Angelides’ standards appear to allow smaller investment firms that only underwrite bonds to avoid some or all of the reforms. He also left the door open for firms to suggest “alternative” compliance methods.

New York Atty. Gen. Eliot Spitzer, who spearheaded the states’ probe of Wall Street over the last year, joined Angelides’ news conference by phone Thursday to lend support.

“No number of rules and regulations will change behavior as much as the impact of the marketplace,” Spitzer said. “This is an effective mechanism to control market behavior.”

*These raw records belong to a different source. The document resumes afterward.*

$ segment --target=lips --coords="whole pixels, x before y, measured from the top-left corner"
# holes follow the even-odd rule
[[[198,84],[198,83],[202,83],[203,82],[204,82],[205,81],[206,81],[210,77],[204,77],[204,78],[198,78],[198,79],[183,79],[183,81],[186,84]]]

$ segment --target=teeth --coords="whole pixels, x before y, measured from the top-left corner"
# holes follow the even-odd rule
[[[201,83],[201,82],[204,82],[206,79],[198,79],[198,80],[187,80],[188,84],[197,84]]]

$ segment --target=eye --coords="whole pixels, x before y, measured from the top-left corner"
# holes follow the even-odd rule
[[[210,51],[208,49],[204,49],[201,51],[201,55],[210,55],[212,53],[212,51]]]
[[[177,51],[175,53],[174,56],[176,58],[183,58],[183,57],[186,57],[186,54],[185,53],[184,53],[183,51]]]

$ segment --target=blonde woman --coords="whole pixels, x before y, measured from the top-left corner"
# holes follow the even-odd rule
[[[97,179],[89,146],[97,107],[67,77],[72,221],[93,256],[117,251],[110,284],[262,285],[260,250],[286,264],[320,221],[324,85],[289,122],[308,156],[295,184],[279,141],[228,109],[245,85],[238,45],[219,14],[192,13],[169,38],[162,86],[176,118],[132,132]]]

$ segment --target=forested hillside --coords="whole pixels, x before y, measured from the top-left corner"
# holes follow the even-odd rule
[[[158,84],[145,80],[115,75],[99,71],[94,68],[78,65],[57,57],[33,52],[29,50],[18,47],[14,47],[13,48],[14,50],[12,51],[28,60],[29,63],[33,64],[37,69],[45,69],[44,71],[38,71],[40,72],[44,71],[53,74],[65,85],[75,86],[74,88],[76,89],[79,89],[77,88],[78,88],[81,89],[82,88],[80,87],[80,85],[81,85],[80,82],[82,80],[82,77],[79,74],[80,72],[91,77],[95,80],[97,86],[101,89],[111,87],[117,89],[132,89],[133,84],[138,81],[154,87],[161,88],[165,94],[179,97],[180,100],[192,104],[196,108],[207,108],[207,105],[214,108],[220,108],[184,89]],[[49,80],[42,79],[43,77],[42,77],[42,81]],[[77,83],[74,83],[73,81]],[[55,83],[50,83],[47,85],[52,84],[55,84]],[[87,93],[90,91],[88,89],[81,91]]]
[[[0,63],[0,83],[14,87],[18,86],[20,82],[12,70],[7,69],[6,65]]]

Some federal regulators have previously voiced concerns about states acting independently and creating a hodgepodge of securities regulation. However, the SEC expressed support for Angelides’ rules Thursday.

“Any move in the direction of compliance with the standards laid out in the settlement by a broader range of investment banks than those subject to the commission’s action is welcome,” an SEC spokesman said.

Spitzer said he wasn’t concerned about the risk of a hodgepodge of state and federal securities reforms. “I haven’t seen any patchwork development,” he said. “There was an inadequate federal response to the problem. Quite frankly, if there wasn’t a state response we would never have had a global resolution.”

Angelides, widely seen as one of the leading Democratic contenders for governor in 2006, has tried to raise his statewide political profile as treasurer, casting himself as a successful businessman with a social conscience and a vision to address California’s problems.


Times staff writer Gregg Jones contributed to this report.